Why would I want a Bluetooth tag vs. a GPS tracker?
It’s a matter of affordability. If you have valuable assets where real-time communication from anywhere is needed, then an asset tracker with GPS and cellular communication is your best bet, but at a cost of about 3 times more for the device and service. But if your “stuff” isn’t as valuable and you just need to know where you left it last, then Bluetooth tags might be right for you.

BLE “I’m here” isn’t like GPS.

“Here” simply means “within ‘earshot’ of the gateway” whose location is known.

Here’s how an asset tracking system
using BLE works:

    1. Equip all the assets you want to track with a BLE tag compatible with your selected gateway(s) and record which tag goes with which asset. Note: Some assets have integrated BLE tag capabilities, like many tools from Milwaukee and DeWalt.
    2. Identify the vehicles, warehouses, yards, or sites of interest and deploy gateways.
    3. Select and integrate an asset tracking system to host the asset database, identify assets whose BLE tag is reporting to the site gateway(s), and display results. Coverage in large areas can be accomplished with multiple gateways or on vehicles that move about that area.

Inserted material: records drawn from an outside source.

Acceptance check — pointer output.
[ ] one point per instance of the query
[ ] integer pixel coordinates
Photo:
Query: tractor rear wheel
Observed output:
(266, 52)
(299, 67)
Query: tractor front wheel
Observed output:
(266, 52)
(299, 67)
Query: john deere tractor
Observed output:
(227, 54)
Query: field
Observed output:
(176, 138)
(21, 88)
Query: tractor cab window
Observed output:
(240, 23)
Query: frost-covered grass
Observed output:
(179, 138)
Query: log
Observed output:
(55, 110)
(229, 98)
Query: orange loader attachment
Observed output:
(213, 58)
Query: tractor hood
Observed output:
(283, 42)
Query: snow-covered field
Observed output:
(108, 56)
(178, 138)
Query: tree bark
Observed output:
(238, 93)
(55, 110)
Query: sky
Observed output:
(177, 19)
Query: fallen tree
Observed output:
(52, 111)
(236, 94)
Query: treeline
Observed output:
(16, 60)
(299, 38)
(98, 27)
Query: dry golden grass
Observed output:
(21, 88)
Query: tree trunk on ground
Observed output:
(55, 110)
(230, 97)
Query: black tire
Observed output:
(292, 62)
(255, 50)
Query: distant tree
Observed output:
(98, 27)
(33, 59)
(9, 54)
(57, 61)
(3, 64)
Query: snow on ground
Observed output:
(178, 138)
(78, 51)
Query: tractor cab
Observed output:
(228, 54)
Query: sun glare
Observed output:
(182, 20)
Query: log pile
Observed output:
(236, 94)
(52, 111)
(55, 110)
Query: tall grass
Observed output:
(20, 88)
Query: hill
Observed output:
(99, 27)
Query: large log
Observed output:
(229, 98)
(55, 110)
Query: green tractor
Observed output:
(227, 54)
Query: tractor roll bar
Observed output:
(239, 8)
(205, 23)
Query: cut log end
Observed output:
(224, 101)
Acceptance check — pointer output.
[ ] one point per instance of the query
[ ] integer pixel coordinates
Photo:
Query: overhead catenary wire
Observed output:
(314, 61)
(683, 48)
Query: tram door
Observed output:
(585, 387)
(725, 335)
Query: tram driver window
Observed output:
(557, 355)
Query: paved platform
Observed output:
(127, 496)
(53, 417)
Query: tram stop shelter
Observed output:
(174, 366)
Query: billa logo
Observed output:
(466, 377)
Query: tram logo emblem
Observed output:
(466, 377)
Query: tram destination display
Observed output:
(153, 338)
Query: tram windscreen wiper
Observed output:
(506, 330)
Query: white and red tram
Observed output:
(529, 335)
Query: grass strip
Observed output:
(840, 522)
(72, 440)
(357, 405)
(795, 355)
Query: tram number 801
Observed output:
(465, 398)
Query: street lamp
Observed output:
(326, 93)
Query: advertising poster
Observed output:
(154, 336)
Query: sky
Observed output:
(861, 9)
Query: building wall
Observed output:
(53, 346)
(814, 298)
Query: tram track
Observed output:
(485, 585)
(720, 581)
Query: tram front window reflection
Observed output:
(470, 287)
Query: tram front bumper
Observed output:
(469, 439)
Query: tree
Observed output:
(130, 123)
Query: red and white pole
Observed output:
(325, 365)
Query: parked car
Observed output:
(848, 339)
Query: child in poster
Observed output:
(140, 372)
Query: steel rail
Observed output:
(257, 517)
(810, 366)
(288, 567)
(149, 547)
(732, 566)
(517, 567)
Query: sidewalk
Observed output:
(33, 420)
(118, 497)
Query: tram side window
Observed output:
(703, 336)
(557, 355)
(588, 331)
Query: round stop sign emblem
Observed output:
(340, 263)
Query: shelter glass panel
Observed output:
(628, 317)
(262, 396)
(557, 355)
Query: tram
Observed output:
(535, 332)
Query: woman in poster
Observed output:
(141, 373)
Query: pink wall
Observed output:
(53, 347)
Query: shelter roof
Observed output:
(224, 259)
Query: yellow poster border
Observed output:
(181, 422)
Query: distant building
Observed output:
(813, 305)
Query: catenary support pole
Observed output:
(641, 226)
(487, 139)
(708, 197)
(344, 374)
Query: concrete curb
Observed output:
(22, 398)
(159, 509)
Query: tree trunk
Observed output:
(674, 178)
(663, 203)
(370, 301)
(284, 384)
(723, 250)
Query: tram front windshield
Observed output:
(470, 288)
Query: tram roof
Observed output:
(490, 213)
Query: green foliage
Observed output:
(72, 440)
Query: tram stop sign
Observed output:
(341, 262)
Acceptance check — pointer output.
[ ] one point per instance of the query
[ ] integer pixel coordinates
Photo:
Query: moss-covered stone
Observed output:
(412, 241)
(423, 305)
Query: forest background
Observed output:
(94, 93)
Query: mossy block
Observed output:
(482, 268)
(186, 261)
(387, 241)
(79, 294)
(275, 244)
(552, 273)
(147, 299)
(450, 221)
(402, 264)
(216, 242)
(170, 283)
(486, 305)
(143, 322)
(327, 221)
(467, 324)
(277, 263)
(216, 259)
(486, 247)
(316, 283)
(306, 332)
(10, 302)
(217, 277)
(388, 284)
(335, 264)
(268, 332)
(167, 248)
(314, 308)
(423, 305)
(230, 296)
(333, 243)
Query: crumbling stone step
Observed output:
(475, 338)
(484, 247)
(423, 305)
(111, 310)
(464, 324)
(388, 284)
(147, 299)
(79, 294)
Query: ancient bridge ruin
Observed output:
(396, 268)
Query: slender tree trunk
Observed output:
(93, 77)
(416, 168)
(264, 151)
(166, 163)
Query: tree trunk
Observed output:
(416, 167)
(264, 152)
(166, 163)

The BLE system answers some questions and not others:

    • Is my asset here?
      Yes, and “here” is the location of the gateway. If you’ve an array of gateways it might also know, “In zone 3C of the yard” or “At Site 203”.
    • What happens when my assets move?
      If the tag is in range of just one gateway, you’ll only be notified when the unit is out of range. If you have multiple gateways a tag’s movement will show as it moves between neighboring gateways.
    • What happens when my assets leave the yard?
      The system reports your asset as “gone” when it stops reporting. If it is being transported by a vehicle with its own GPS tracking and BLE gateway capability, you’ll know “asset A is with truck B”. Otherwise, the asset’s location is known only when it shows up in another monitored area.
    • Can many gateways receive the same “I’m Here” signal?
      Yes, if a tag is nearby any number of gateways within range can hear it.
    • If the tag doesn’t have GPS, how does the system know its location?
      The gateways’ locations are known whether they are fixed or part of a device with GPS tracking, so by default the tag’s location is known when in range of the gateway.
    • How can you make a phone your gateway?
      Because BLE tags can be detected by most mobile phones, a standard smartphone can be used to both deploy tags and identify tagged assets using a tag application on the phone.
    • What environments work best with tags?
      Like any radio signal, BLE tag range is impacted by the environment. It works best outdoors or spacious indoor environments with no building interference. If you keep your assets enclosed in a metal truck or locker it may not be detectable.
    • If I already have tags on tools, will they work with tags I purchase separately?
      Yes and no. Some gateways and tags are designed to work together so check first about interoperability.

In Summary, BLE asset tags can help identify the presence and help locate most any asset. They are simple to install, offer a long life (typically more than 3 years), and provide a common or standard wireless interface that communicates to a gateway or smartphone. They’re not an option for on-the-road vehicle tracking, but a powerful complement to identify where all your “stuff” is.